The nearest neighbor (NN) imputation methods are deterministic donor-based methods where the donor is selected through the ‘nearest neighbor’ procedure by minimizing the so-called distance between the recipient and potential donors. For this, a distance metric has to be defined as a function of the auxiliary variables. The unit with the smallest distance function value that is observed is then selected as the donor and the missing values in the non-respondent are filled with the missing values from this donor for relevant variables. The imputed value is always equal to another record in the dataset or an average of a number of other records. Thus, the key beneficial aspect of the NN method is that imputed values are real, observed values from the dataset (or averages of such values) and are not constructed approximations.[ 19 ], [ 15 ]

Another advantage of NN based methods is that they have often been shown to perform better than other donor-based methods, although this depends on the selection of the distance metric.[ 19 ]

The main issue with NN methods, addressed in [ 19 ] is that some features that are irrelevant to the imputation or excessively noisy add random perturbations to the distance metric and this reduce performance considerably. Multiple ways of dealing with this issues have been proposed, such as, as mentioned previously, using multiple neighbors and averaging their values to get the imputed value for the recipient. Although there are several proposed ways of dealing with this issue, it is still an issue that anyone that chooses to use Nearest Neighbors has to consider.

3.5.

Multiple Imputation

Proposed in [ 16 ], Multiple Imputation methods are an extension of what is known as Single Imputation, where imputed values are only calculated once. In multiple imputation, these values are calculated multiple times instead. The reasons for imputing the values repeatedly, as opposed to only once, are as follows. Firstly, it reduces the random component of the imputation estimator’s variance. Secondly, the variance estimation of the point estimator is simpler with multiple imputation, thus resulting in a relatively simple variance estimation formula. [ 15 ]

Multiple Imputation methods work well with missing data that is either MCAR or MAR and can be particularly useful with data that is Missing at Random (MAR). Analyzing data that has been imputed using multiple imputation is a three-step procedure. Firstly, the missing data is imputed. Secondly, Independent statistical analysis is conducted on the resulting datasets (of which there are several with multiple imputation). Finally, the results are then pooled across the imputations. [ 17 ]

Multiple imputation has the advantage of being able to be used in multivariate missing data problems across different variable types. This fact combined with the ability to produce additional micro-data files that can then be used for various research makes multiple imputation one of the most practical and powerful approaches for problems where a number of analyses needs to be performed with missing values across several different numerical and categorical variables. [ 15 ]. [ 17 ]

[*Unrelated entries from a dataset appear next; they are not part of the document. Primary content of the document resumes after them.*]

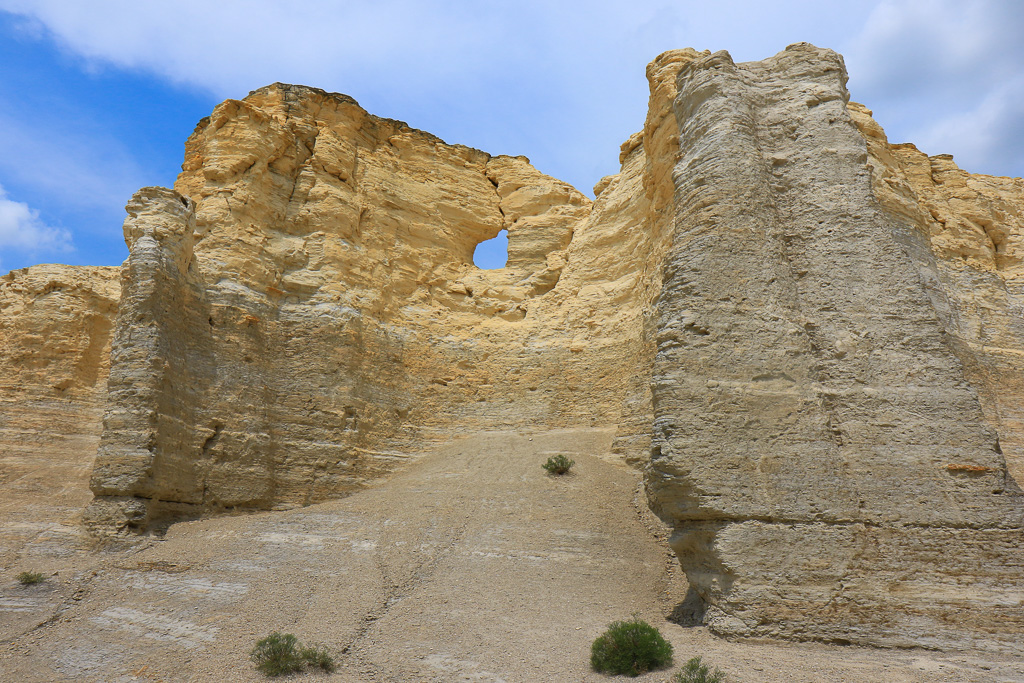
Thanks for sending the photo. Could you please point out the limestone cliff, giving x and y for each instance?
(303, 314)
(822, 441)
(55, 325)
(809, 338)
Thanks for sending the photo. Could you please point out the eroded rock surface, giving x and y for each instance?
(303, 314)
(822, 444)
(55, 325)
(809, 338)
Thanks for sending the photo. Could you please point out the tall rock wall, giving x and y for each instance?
(55, 324)
(302, 314)
(809, 338)
(825, 439)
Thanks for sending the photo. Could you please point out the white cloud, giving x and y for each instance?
(946, 75)
(22, 229)
(561, 82)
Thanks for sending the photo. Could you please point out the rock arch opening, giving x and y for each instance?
(493, 254)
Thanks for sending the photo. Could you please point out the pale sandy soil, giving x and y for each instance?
(473, 564)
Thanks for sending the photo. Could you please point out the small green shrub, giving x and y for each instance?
(630, 648)
(281, 653)
(30, 578)
(695, 671)
(559, 464)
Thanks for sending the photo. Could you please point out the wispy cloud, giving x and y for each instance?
(946, 75)
(20, 229)
(560, 82)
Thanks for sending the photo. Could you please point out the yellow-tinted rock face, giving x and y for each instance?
(974, 227)
(303, 313)
(822, 444)
(55, 324)
(807, 337)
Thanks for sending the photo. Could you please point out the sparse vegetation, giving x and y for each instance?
(30, 578)
(559, 464)
(630, 648)
(281, 653)
(696, 671)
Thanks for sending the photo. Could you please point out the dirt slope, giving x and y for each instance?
(471, 565)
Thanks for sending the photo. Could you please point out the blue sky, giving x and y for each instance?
(98, 97)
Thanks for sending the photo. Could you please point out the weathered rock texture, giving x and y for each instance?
(833, 316)
(55, 325)
(810, 338)
(303, 313)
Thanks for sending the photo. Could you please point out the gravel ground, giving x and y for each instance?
(473, 564)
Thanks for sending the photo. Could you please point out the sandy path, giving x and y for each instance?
(471, 565)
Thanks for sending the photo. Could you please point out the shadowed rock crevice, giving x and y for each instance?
(808, 338)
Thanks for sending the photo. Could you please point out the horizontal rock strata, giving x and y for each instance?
(808, 337)
(302, 314)
(822, 443)
(55, 327)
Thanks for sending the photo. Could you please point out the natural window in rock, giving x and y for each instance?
(493, 253)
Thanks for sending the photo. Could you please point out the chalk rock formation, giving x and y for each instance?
(55, 325)
(822, 440)
(807, 336)
(303, 312)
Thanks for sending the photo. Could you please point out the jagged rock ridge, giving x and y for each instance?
(807, 336)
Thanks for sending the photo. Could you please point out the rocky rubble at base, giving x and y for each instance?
(806, 337)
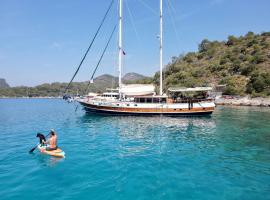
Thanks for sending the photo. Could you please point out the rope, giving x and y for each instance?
(102, 21)
(104, 50)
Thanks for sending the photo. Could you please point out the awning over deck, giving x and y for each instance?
(196, 89)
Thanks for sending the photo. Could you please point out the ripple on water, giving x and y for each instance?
(225, 156)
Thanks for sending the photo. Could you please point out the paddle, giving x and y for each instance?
(31, 151)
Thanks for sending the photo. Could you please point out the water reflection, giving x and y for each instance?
(47, 161)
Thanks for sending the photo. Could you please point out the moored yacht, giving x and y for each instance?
(140, 99)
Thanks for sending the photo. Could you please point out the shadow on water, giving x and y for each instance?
(45, 160)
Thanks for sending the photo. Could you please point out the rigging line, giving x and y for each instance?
(170, 11)
(149, 7)
(108, 42)
(102, 21)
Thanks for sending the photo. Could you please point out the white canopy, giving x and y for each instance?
(138, 89)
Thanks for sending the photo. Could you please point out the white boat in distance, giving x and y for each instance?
(140, 99)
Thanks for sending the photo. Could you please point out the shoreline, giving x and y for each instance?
(233, 101)
(244, 101)
(31, 97)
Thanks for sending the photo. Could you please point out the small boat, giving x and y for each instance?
(56, 153)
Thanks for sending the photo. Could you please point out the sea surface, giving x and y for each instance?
(225, 156)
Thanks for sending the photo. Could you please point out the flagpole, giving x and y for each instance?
(120, 51)
(161, 48)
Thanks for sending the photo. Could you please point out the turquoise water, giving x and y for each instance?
(226, 156)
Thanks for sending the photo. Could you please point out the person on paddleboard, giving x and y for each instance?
(52, 141)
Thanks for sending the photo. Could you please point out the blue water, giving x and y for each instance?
(226, 156)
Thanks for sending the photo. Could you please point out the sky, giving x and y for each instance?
(43, 41)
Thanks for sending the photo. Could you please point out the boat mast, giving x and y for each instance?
(120, 51)
(161, 48)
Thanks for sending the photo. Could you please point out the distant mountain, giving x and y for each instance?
(3, 83)
(133, 77)
(99, 84)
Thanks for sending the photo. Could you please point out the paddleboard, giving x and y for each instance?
(56, 153)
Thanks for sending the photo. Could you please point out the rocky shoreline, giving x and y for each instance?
(244, 101)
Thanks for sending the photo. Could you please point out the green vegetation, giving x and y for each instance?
(243, 64)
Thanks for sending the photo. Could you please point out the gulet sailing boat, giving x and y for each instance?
(140, 99)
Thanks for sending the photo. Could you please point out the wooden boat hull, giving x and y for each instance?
(56, 153)
(107, 110)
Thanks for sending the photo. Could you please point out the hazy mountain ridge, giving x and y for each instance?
(3, 83)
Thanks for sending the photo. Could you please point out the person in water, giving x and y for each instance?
(52, 141)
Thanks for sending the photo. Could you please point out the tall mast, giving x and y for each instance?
(161, 48)
(120, 51)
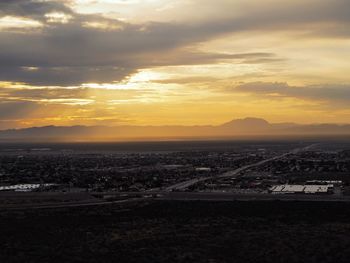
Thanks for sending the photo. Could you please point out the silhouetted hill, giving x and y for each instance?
(234, 128)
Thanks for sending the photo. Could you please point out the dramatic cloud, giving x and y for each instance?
(92, 48)
(86, 62)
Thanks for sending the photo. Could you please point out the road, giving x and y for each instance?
(234, 173)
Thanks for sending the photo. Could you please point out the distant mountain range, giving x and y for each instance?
(248, 127)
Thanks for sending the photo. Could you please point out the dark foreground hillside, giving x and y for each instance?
(179, 232)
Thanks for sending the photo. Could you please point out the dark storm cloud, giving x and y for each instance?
(329, 93)
(71, 54)
(32, 8)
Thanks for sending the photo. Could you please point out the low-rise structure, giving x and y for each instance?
(301, 189)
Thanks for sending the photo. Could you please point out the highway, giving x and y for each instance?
(234, 173)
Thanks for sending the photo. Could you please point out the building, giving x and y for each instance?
(301, 189)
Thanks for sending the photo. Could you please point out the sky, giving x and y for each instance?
(173, 62)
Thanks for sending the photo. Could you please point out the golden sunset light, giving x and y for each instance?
(179, 62)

4. Experiment – comparison of imputation methods across ML models

The aim of this experiment is to carry out a test in order to determine the effectiveness of several different methods of handling missing data and see how these methods compare to each other. The test is also to be performed on three separate models to gain further insights and determine if the model type has an impact on comparative method effectiveness. 4.1.

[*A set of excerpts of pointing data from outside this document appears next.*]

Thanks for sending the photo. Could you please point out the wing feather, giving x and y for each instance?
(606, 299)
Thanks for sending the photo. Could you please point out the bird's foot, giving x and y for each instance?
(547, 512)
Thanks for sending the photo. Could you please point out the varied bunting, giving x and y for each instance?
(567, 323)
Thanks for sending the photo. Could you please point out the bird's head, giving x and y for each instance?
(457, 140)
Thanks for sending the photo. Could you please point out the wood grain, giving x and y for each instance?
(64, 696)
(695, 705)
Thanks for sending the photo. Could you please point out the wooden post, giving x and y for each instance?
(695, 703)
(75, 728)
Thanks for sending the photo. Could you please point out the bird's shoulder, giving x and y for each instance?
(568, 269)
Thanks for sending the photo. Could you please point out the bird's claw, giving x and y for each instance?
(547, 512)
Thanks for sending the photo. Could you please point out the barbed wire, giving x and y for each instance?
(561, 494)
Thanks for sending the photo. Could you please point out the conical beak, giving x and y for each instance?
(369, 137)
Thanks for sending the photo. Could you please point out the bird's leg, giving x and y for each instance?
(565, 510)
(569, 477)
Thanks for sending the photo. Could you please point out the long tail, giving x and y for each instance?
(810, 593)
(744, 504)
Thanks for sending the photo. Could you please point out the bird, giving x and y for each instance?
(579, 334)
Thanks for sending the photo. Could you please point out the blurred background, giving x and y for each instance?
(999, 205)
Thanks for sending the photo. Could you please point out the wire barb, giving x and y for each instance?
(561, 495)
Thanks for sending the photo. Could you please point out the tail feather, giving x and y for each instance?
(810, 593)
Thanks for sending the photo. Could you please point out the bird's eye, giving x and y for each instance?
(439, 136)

Experiment setup and conditions

The dataset used in this study is the “House Sales in King County, USA” public dataset [ 20 ]. The goal of the machine learning models will be to predict the price of the house based on the values of other rows. Here we have 18 features (predictor variables) and 1 outcome variable – the price. Four methods of handling missing data will be used – dropping of rows with missing values, simple imputation via the mean, nearest neighbor imputation and multiple imputation. The models to be tested are a polynomial regression model of the 2nd order, a random forest ensemble learning model and a gradient boosting model. The dataset will be injected with 10% missing values. This means that in this case we assume that the data is Missing Completely at Random (MCAR). Afterwards, the dataset will be split into training and validation subsets as needed and all four methods of handling with missing values will be used resulting in four groups of data. These datasets will then be fed into each machine learning model separately, measuring the RMSE and MAE of the resulting model. Once all the RMSE and MAE values are measured, they will then be manually written down in a table for analysis.

4.2.

Tools

The code for this experiment is written in python 3.7. A number of python libraries were also used. The Numpy library for used for various auxiliary functions. The Pandas library was used for storing and working with the datasets. The scikit-learn library was used for the train\test split function as well as for the polynomial and random forest models. The xgboost library was used for its XGBoost regressor model, a gradient boosting model for regression. To evaluate the methods’ performance two error metrics will be used: root mean squared error (RMSE) and mean absolute error (MAE). The reason for using several metrics as opposed to one is that different ways of calculating error have varying strengths, features and shortcomings. There is no one metric that is best for all situations and thus, due to the nature of this study it has been decided that using both RMSE and MAE would lead to a more wholistic picture of the results and less mistakes in the analysis of these results.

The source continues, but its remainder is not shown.